韦皇后这一句愤然出口,不经大脑,说完才觉得过火,这一句伤的不仅是纳兰君让的面子,还有他身为天子的尊严,当初他的诗,被尧国遗老派人偷取拿去为难君珂,虽然事情被解决,事后也被尧国皇室封口,但终究是伤了大燕的面子。之后纳兰君让派出无数高手,将当初偷信的人,对外勾结的太监都杀了,可见他恨意怒火之深。

那时他还只是大燕皇太子,世人不过笑一句太子风流,现在他是大燕一国之君,此事更万万不能提起,否则这大燕之主,面子往哪搁?

半晌寂静之后,一声压抑的咆哮如同巨雷般在殿内滚过,人影一闪,伴随拔剑铿然声响,雪光如泼,纳兰君让已经到了韦芷面前。

他心中愤怒,还带着一分被刺着内心隐秘的剧痛,再也维持不住一贯的沉稳,愤然冲上,然而那般拔剑冲上去,只是一时冲动,自己也不知道要做什么,但韦芷逞了口舌之快后,稍稍清醒,立即惊慌绝望,眼见他咆哮冲来,当面拔剑,惊吓之下连连后退,绊倒了身后屏风。

屏风倒下,砸着了旁边多宝架,一只圆肚敞口双鱼把手青花浮雕的官瓷瓮晃了两晃,当头向韦芷砸下。

那瓮大而沉重,如果挨实了,不丢命也难免大脑受创,韦芷注意力只在躲避君皇,听得头顶不对,头一抬,一声尖呼。
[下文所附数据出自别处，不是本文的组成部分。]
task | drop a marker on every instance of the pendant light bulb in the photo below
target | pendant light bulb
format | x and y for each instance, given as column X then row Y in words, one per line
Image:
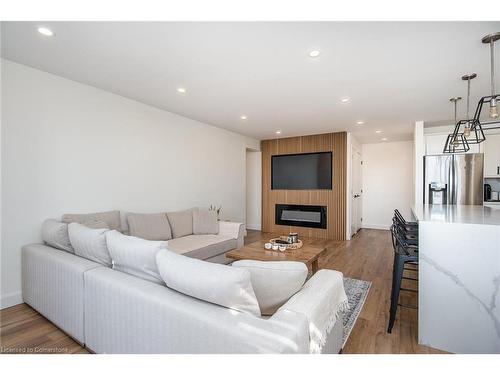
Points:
column 493, row 109
column 466, row 131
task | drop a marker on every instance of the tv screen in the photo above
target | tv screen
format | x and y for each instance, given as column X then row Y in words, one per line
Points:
column 302, row 171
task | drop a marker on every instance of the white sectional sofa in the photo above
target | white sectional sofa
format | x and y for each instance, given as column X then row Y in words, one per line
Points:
column 110, row 311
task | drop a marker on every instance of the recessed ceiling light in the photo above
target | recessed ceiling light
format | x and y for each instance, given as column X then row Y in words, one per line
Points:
column 45, row 31
column 314, row 53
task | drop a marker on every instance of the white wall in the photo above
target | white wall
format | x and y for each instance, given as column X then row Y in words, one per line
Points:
column 352, row 145
column 68, row 147
column 254, row 189
column 387, row 182
column 418, row 162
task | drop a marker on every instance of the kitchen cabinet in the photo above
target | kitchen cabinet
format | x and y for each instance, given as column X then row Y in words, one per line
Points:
column 492, row 155
column 434, row 144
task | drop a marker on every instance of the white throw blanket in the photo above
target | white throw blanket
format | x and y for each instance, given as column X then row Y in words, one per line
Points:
column 321, row 305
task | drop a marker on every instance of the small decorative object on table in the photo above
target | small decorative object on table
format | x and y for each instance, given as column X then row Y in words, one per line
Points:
column 283, row 240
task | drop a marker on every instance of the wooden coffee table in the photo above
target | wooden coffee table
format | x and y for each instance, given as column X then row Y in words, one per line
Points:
column 308, row 254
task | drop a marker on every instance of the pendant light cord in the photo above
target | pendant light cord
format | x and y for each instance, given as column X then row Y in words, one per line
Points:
column 468, row 96
column 492, row 52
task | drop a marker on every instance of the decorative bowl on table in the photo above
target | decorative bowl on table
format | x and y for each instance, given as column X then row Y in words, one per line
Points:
column 289, row 246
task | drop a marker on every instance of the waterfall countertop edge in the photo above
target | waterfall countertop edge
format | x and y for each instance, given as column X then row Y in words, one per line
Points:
column 458, row 214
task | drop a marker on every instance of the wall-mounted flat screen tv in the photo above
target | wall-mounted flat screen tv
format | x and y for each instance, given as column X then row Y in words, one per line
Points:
column 312, row 171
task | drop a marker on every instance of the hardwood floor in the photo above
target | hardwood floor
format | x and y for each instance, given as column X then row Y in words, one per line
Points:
column 368, row 256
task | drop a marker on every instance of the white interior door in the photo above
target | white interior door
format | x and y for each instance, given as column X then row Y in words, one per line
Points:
column 356, row 192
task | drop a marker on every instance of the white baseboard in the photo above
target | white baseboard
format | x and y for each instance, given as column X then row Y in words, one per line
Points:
column 10, row 299
column 253, row 226
column 376, row 226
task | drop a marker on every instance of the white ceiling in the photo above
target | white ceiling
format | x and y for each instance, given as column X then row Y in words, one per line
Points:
column 394, row 73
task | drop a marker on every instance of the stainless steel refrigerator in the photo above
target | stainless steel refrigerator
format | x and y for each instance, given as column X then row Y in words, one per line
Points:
column 453, row 179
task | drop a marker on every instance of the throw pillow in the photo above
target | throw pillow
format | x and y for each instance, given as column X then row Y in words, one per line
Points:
column 205, row 222
column 149, row 226
column 89, row 243
column 274, row 282
column 135, row 256
column 181, row 223
column 111, row 218
column 216, row 283
column 55, row 234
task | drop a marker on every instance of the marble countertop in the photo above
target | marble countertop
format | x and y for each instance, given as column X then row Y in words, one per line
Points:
column 457, row 214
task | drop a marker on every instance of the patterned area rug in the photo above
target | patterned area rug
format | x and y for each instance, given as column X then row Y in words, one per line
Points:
column 357, row 291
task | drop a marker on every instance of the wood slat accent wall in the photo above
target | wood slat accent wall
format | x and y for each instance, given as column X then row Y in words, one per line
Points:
column 334, row 200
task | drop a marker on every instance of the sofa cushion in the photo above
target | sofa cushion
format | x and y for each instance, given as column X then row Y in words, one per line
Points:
column 55, row 234
column 111, row 218
column 134, row 255
column 89, row 243
column 223, row 285
column 153, row 227
column 274, row 282
column 181, row 223
column 205, row 222
column 202, row 246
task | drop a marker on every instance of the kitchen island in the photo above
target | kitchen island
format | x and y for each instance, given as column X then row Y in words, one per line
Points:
column 459, row 278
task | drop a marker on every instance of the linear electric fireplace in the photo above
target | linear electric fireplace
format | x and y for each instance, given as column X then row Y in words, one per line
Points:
column 299, row 215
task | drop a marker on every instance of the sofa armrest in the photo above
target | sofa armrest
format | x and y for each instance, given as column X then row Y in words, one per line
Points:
column 144, row 317
column 322, row 300
column 233, row 230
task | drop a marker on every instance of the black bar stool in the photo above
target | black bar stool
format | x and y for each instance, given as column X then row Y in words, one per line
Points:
column 405, row 243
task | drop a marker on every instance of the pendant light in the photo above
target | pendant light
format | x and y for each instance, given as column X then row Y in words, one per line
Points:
column 492, row 99
column 455, row 142
column 470, row 128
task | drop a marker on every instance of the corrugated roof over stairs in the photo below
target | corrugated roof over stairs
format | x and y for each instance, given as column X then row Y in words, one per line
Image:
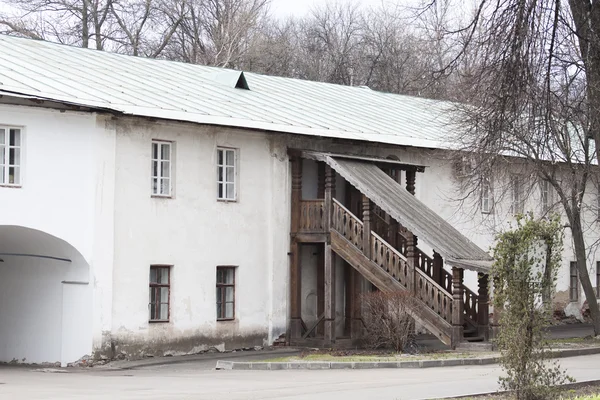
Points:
column 209, row 95
column 410, row 212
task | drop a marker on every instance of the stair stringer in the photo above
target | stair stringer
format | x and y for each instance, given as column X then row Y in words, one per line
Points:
column 387, row 283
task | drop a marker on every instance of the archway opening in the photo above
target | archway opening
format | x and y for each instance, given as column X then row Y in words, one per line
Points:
column 45, row 298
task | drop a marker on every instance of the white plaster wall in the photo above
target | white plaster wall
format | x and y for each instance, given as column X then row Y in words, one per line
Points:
column 65, row 179
column 195, row 233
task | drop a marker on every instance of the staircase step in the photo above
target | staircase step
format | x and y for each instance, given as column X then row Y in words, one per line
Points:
column 474, row 338
column 469, row 331
column 479, row 346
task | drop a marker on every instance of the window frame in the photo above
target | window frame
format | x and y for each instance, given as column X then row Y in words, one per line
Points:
column 486, row 196
column 160, row 161
column 516, row 196
column 224, row 166
column 6, row 147
column 156, row 285
column 546, row 188
column 223, row 301
column 573, row 290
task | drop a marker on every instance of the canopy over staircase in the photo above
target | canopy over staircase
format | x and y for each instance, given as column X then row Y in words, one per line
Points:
column 382, row 247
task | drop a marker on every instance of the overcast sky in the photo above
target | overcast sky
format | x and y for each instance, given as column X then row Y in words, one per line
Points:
column 283, row 8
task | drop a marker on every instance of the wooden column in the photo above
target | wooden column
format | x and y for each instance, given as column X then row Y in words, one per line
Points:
column 295, row 270
column 483, row 317
column 366, row 226
column 411, row 176
column 457, row 306
column 438, row 266
column 329, row 270
column 329, row 337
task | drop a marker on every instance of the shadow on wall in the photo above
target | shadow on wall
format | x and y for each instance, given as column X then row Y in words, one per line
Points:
column 45, row 298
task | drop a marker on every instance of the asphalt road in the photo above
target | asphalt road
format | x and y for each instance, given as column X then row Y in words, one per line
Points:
column 195, row 381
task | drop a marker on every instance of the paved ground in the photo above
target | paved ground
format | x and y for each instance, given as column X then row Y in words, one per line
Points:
column 195, row 381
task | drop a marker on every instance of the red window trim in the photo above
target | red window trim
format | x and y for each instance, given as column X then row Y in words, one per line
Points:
column 159, row 285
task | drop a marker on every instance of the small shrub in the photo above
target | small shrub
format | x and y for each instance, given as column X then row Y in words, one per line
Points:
column 527, row 259
column 387, row 320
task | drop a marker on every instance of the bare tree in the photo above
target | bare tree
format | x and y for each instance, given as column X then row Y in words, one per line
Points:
column 217, row 32
column 76, row 22
column 535, row 102
column 145, row 27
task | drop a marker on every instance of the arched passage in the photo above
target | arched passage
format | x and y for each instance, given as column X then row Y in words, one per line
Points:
column 45, row 298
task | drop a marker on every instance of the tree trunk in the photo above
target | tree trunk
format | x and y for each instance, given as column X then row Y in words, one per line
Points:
column 584, row 277
column 85, row 24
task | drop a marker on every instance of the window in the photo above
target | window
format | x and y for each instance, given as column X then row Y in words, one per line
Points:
column 225, row 293
column 10, row 156
column 546, row 195
column 486, row 196
column 516, row 197
column 161, row 168
column 226, row 174
column 160, row 277
column 574, row 282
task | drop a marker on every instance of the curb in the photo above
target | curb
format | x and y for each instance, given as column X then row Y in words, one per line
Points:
column 321, row 365
column 151, row 362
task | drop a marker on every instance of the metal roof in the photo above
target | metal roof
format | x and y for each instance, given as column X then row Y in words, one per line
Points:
column 410, row 212
column 208, row 95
此时纳兰君让惊觉拔剑不妥,正在收剑后退,一抬眼看见韦芷头顶瓷瓮,脸色一变,急忙再次奔上。

他不奔还好,这一奔,韦芷以为他要置她于死地,唬得双腿酸软,更加爬不起来。

眼看瓮将落下。

蓦然人影一闪,纤巧细致的身影如乳燕掠波,轻轻巧巧就到了韦芷身边,手一挽,韦芷身子向后一让,啪嚓一声脆响,瓷瓮碎在她和纳兰君让之间。
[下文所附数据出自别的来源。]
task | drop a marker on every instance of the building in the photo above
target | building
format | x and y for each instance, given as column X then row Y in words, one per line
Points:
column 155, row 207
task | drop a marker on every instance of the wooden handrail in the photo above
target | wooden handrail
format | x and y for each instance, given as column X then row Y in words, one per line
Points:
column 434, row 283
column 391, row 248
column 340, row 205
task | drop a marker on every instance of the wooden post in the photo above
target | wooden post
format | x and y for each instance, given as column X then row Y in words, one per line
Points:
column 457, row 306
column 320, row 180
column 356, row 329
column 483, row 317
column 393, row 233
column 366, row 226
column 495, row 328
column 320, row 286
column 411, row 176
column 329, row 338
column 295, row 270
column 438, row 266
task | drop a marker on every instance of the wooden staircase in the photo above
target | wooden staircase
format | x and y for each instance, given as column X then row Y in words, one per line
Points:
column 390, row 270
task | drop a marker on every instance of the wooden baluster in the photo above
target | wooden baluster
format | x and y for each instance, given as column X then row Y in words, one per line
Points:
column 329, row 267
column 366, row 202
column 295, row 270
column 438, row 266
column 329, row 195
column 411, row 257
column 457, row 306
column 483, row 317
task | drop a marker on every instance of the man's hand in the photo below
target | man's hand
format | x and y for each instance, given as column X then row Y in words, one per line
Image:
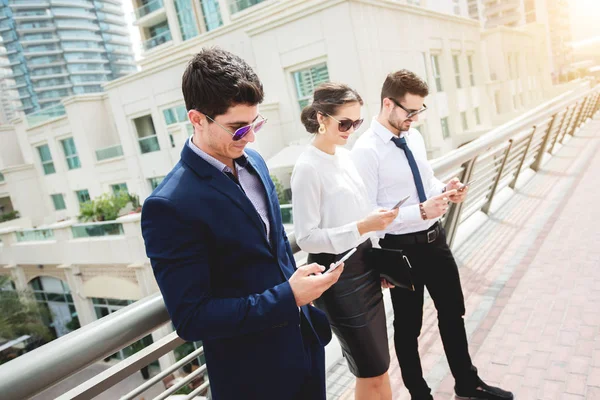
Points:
column 437, row 206
column 386, row 285
column 308, row 282
column 461, row 190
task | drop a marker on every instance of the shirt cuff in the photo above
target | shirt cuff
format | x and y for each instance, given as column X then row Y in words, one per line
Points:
column 410, row 213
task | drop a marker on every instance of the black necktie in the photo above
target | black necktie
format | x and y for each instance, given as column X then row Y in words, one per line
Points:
column 401, row 143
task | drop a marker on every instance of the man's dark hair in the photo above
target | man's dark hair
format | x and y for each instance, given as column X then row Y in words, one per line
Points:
column 398, row 83
column 216, row 79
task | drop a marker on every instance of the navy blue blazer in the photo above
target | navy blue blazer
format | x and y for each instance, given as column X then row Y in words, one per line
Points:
column 225, row 283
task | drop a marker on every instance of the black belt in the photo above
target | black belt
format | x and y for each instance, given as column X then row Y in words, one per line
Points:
column 423, row 237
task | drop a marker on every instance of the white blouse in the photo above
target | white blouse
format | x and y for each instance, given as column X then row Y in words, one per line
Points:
column 328, row 199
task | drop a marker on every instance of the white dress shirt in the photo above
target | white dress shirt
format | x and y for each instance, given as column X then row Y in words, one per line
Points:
column 329, row 198
column 388, row 177
column 251, row 183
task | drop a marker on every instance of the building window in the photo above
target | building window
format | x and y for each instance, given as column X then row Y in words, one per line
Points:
column 154, row 182
column 240, row 5
column 174, row 115
column 55, row 296
column 456, row 63
column 83, row 196
column 306, row 80
column 435, row 65
column 185, row 15
column 445, row 128
column 71, row 153
column 46, row 158
column 59, row 202
column 119, row 188
column 212, row 14
column 146, row 134
column 471, row 73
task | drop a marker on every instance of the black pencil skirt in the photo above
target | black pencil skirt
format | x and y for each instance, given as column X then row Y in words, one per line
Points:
column 354, row 306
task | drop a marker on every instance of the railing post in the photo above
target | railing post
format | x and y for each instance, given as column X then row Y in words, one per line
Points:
column 564, row 124
column 514, row 181
column 540, row 155
column 453, row 215
column 581, row 115
column 486, row 206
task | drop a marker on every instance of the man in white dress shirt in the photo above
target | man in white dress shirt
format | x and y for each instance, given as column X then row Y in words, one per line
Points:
column 392, row 160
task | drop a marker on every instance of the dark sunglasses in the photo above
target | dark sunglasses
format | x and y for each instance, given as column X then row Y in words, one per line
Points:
column 409, row 113
column 347, row 123
column 244, row 130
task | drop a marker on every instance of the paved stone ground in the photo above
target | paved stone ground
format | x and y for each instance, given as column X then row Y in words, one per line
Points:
column 531, row 279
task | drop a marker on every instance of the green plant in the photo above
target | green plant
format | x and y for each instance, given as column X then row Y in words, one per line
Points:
column 105, row 207
column 9, row 216
column 20, row 314
column 279, row 190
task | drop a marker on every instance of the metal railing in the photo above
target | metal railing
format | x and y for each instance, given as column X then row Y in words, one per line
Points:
column 496, row 159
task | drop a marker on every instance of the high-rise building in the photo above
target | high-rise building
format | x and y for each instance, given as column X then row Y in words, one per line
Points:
column 552, row 14
column 58, row 48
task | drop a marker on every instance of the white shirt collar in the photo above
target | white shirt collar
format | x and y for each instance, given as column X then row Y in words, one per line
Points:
column 384, row 133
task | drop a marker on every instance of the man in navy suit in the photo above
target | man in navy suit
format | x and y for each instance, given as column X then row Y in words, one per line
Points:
column 221, row 258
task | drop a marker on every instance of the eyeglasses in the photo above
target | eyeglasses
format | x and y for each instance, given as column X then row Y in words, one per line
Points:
column 347, row 123
column 409, row 113
column 244, row 130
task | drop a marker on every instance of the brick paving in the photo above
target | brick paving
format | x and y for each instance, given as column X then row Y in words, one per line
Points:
column 531, row 279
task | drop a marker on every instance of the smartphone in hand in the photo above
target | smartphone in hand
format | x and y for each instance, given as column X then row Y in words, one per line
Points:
column 401, row 202
column 463, row 187
column 343, row 259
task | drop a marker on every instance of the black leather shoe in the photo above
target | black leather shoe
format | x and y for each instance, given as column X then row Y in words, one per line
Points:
column 483, row 391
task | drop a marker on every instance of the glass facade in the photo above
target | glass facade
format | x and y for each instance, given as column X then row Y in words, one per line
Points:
column 46, row 158
column 59, row 202
column 154, row 182
column 306, row 80
column 445, row 127
column 55, row 297
column 85, row 25
column 146, row 134
column 185, row 15
column 240, row 5
column 435, row 66
column 71, row 153
column 83, row 196
column 118, row 188
column 174, row 115
column 212, row 14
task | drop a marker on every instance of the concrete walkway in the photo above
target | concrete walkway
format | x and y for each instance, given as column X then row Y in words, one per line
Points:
column 531, row 279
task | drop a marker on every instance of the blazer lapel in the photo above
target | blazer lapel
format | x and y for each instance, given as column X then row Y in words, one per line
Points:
column 264, row 176
column 221, row 183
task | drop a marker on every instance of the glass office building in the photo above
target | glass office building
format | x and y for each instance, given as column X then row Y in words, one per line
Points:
column 59, row 48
响声震得两人都呆了呆。半晌才反应过来,都齐齐转头看那出手救人的人。

那人自然是君珂,人家夫妻吵架,还是因为她,她尴尬得无地自容,恨不得也缩进墙角,但无论怎样,她也不能眼看着韦芷被砸死而无动于衷,只好无奈出手。

两人目光齐刷刷投过来,君珂只好再次扮羞涩垂头不语,但这次纳兰君让终于注意到了她,怎么会再轻轻放过,眼看面前女子面生,他眉头一皱,立即问:“你是谁?”

皇后宫中能在驾前侍奉的宫女都是有品级的,纳兰君让来得少,也能基本混个脸熟,此时一眼看出眼前女子陌生,顿时警惕。
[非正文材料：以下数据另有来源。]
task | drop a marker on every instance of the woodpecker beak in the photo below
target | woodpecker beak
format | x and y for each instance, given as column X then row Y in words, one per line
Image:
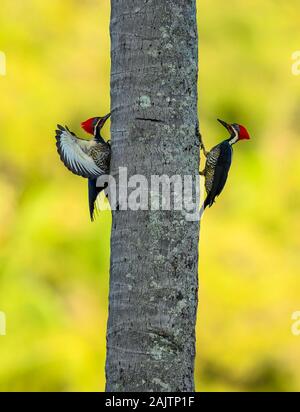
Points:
column 226, row 125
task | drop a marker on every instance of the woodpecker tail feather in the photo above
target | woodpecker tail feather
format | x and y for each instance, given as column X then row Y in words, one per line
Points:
column 209, row 201
column 94, row 191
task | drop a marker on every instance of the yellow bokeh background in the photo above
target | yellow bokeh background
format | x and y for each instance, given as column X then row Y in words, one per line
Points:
column 54, row 263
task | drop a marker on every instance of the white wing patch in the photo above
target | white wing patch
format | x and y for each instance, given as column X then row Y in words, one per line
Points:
column 74, row 153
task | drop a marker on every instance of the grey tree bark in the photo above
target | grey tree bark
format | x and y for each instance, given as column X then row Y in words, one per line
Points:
column 154, row 254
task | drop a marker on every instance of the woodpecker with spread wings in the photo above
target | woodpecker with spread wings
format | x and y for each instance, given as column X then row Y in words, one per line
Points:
column 87, row 158
column 218, row 161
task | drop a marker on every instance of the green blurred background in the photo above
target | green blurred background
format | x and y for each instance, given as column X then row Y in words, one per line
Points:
column 54, row 264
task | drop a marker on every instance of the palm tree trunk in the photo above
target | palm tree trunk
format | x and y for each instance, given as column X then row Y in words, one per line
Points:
column 154, row 253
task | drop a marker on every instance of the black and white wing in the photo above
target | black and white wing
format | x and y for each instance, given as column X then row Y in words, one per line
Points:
column 74, row 153
column 220, row 173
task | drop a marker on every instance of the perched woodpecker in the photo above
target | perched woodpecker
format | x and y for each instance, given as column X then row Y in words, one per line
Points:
column 218, row 161
column 86, row 158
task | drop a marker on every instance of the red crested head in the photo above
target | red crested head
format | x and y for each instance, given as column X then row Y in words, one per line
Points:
column 243, row 133
column 90, row 124
column 238, row 131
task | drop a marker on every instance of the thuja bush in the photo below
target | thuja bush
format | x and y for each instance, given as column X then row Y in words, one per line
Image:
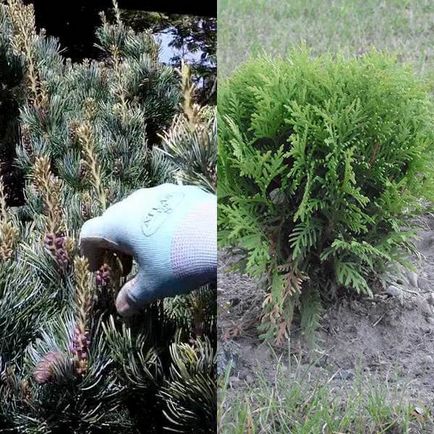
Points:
column 322, row 162
column 90, row 134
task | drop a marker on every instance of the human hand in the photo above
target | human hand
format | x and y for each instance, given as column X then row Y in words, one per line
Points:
column 171, row 232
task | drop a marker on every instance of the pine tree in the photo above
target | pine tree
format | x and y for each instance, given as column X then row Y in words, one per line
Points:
column 89, row 135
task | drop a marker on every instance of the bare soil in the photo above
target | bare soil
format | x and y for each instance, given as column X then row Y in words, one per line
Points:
column 389, row 338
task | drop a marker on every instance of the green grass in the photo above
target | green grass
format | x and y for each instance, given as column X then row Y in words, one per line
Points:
column 297, row 405
column 249, row 27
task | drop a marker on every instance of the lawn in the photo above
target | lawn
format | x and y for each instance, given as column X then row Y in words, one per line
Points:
column 251, row 27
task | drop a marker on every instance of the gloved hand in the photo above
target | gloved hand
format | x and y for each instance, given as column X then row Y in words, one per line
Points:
column 171, row 232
君珂犹豫了一下,哑着嗓子低低道:“奴婢……是晋东王妃的义女,刚刚跟随宫中公公进来的。”

她此时也没好理由,在纳兰君让面前说是王太医的妹妹自然是不成的,只好走一步看一步。

纳兰君让打量着她,先前被皇后气得什么都顾不上,根本没有把这个宫女看在眼里,此刻人当面,忽然心底就涌上奇异感受。总觉得面前女子,说不出的熟悉。

他细细看她,目光搜骨剔髓,不光看她的脸,还看她的鬓角,鬓角平滑,没有美人鬓;看她指甲,粉嫩晶莹,留长约莫一寸;看她衣饰,着的是宫女装,腕上有一枚晶莹圆润的翠绿色镯子;甚至不着痕迹地闻了闻她的气息——淡淡牡丹芍药花香。

纳兰君让眼底掠过一丝奇异的神情,不知是释然还是失望。

那个人……天生美人鬓,从不留指甲,不喜欢戴镯子,不喜欢一切绿色的东西,偶尔熏香,喜欢木兰或草叶香。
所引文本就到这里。